Hi: I read a little further down in the thread. Use your DMM to measure the input for testing. The generator level should be set to 50mv when connected to the input of the amp. Then measure the output level. The amplifier gain then (In DB) would be 20 times the log of the ratio of the output to the input. For example, suppose you measure 1.5 volts RMS when the input is set to 50 mv. The gain in DB would be 1.5/.05 = 30 then take the log to the base 10 of 30 = 1.477 multiplied by 20 = 29 DB. Hope this helps.

 

Thank You everyone for all the help, was a real AHH-HA moment for me

 

OK it worked!!
So just to make sure I understand what I just learned, The peak amplitude on the oscilloscope show the maximum voltage at that moment in time, but prior and after that moment the voltage is increasing and decreasing. Were as DC is constant voltage. To make the AC voltage measurement equal to the dc voltage measurement we must multiply amplitude x 70%. Visually speaking pushing peak voltage down and squaring the sine- wave.
Please tell me I am right <GRIN> cause it's starting to make sense

I see that you are now learning the meaning of RMS, root mean square.

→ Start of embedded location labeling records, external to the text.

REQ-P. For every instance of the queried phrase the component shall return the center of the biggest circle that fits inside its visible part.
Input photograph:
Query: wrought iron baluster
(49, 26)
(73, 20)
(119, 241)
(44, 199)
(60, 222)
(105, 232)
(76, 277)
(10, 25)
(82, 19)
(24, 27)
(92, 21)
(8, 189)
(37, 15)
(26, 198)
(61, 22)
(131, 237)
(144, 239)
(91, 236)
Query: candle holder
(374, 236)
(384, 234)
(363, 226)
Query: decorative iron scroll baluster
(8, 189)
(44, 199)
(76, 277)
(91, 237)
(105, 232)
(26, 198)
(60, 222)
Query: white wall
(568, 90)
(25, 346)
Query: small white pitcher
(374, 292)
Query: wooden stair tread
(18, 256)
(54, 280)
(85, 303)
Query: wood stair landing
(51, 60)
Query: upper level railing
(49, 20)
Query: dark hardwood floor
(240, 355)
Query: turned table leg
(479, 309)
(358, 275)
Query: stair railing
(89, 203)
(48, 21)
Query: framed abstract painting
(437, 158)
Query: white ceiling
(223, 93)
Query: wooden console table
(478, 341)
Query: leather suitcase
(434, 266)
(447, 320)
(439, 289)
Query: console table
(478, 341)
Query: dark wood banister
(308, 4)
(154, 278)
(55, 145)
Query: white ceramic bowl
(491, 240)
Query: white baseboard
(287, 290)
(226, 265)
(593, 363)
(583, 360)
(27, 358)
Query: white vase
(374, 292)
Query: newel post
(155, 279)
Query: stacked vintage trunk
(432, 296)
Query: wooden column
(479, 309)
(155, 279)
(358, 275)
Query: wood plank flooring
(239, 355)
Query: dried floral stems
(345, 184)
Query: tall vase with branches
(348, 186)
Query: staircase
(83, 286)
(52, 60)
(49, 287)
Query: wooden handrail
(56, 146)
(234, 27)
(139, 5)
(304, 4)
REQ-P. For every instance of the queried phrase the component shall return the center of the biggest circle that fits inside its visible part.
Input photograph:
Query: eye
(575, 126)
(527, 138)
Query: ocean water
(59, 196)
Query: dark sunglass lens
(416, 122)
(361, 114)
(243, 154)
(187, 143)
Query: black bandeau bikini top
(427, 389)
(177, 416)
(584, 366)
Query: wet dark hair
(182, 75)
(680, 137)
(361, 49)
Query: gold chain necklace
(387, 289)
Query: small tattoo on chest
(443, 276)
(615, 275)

The RMS value of any waveform is the equivalent constant DC voltage that has the same heating effect as the random waveform. Heating effect means that we are comparing power in the two signals. That is, the waveform squared and averaged over time is the same as the DC voltage squared.

How is RMS calculated? Just as the words state - root mean square.

Square - we take the square of the signal
Mean - we take the average value. If the waveform is periodic, we can take the average value over one cycle.
Root - we take the square root of the average

When we do the math for a sine wave of amplitude A, it works out to be A divided by √2.
This applies for a sine wave. For other waveforms the conversion is different.

Note that RMS value and average value are not the same for a sine wave.